Diese Anleitung beschreibt, wie man eine Kiosk-Anwendung für den Raspberry Pi 5 mit Avalonia und DotNetBrowser entwickelt.

Die Anwendung nutzt Avalonia für die native Desktop-Oberfläche unter .NET und DotNetBrowser, um Webinhalte über eine Chromium-Engine einzubetten und zu steuern.

Dabei richtest du die Entwicklungsumgebung ein, konfiguriert das Betriebssystem und stellst eine Kiosk-Anwendung für ein Touchdisplay bereit.

Was du benötigst 

Du benötigst einen Raspberry Pi 5, idealerweise mit 8 oder 16 GB RAM. Chromium, auf dem DotNetBrowser basiert, braucht zur Laufzeit spürbar Arbeitsspeicher – zusätzlicher RAM verbessert daher die Reaktionsfähigkeit der Anwendung.

Die Entwicklung und Bereitstellung beginnen auf deinem normalen Rechner. Du kannst unter Windows, macOS oder Linux arbeiten, solange das .NET-8-SDK installiert ist. Verwende dafür eine beliebige moderne IDE deiner Wahl:

  • Visual Studio 2022 oder neuer
  • Visual Studio Code
  • JetBrains Rider

Erstellen der Anwendung 

DotNetBrowser-Vorlagen installieren 

Die DotNetBrowser-Vorlagen sind Projektgerüste, mit denen sich eine neue Avalonia-Anwendung mit DotNetBrowser schnell erstellen lässt.

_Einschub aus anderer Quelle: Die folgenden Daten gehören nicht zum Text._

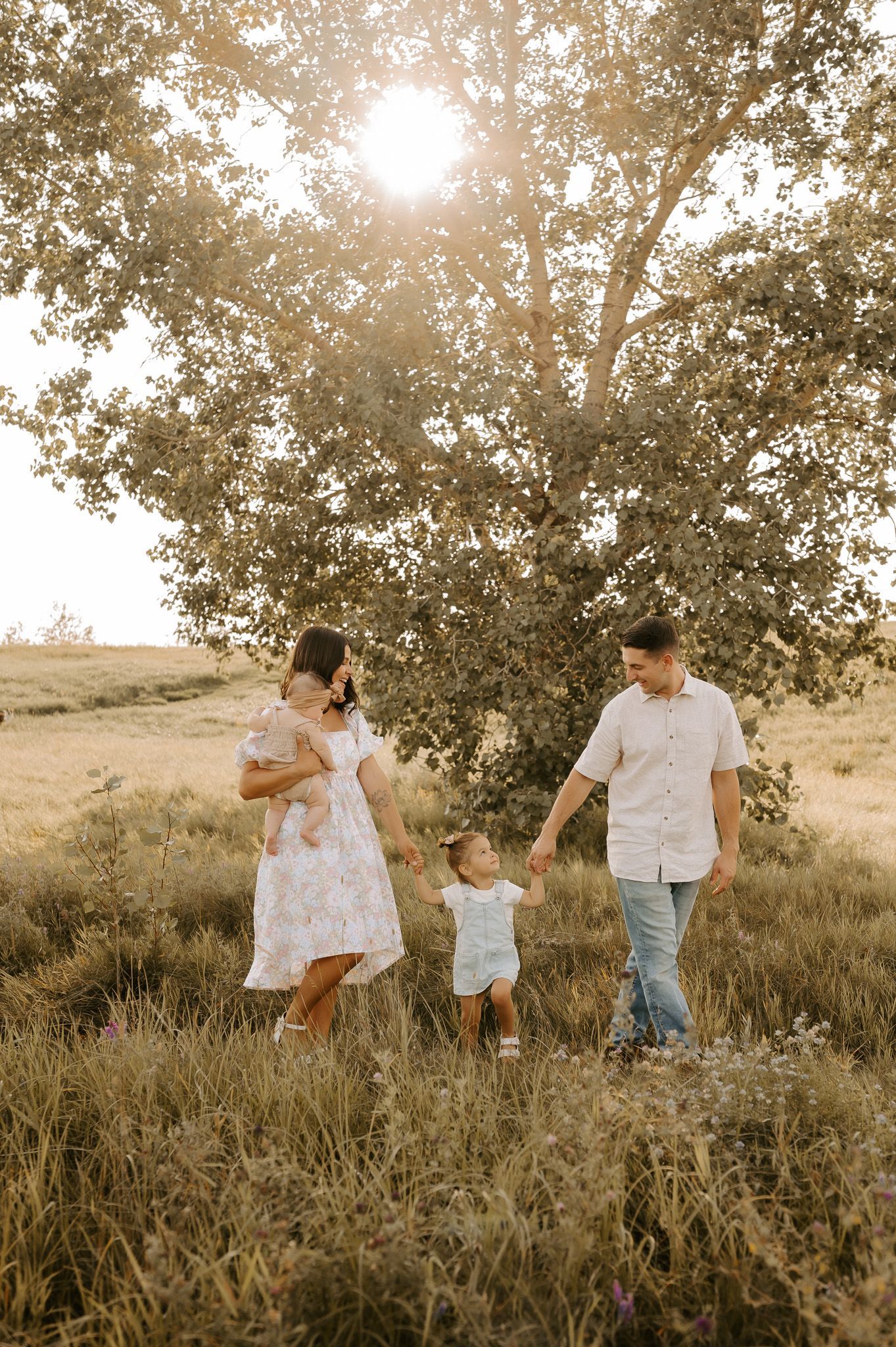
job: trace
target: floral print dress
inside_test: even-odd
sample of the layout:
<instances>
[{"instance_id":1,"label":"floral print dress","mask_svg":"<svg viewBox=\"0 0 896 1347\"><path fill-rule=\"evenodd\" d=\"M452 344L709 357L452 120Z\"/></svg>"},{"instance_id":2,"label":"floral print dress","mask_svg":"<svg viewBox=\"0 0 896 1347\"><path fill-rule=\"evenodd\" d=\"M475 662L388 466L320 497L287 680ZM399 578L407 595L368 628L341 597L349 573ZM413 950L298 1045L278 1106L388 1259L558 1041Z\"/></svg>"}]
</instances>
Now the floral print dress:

Öffne in deiner Entwicklungsumgebung die Kommandozeile und installiere die DotNetBrowser-Vorlagen:

dotnet new install DotNetBrowser.Templates

Testlizenz anfordern 

Bevor du ein neues Projekt erstellen kannst, benötigst du eine DotNetBrowser-Lizenz. DotNetBrowser ist eine kommerzielle Bibliothek. Für Testzwecke kannst du eine kostenlose 30-Tage-Testlizenz anfordern.

Für die kostenlose 30-Tage-Testlizenz füllst du das Webformular aus. Der Lizenzschlüssel wird dir anschließend per E-Mail zugeschickt.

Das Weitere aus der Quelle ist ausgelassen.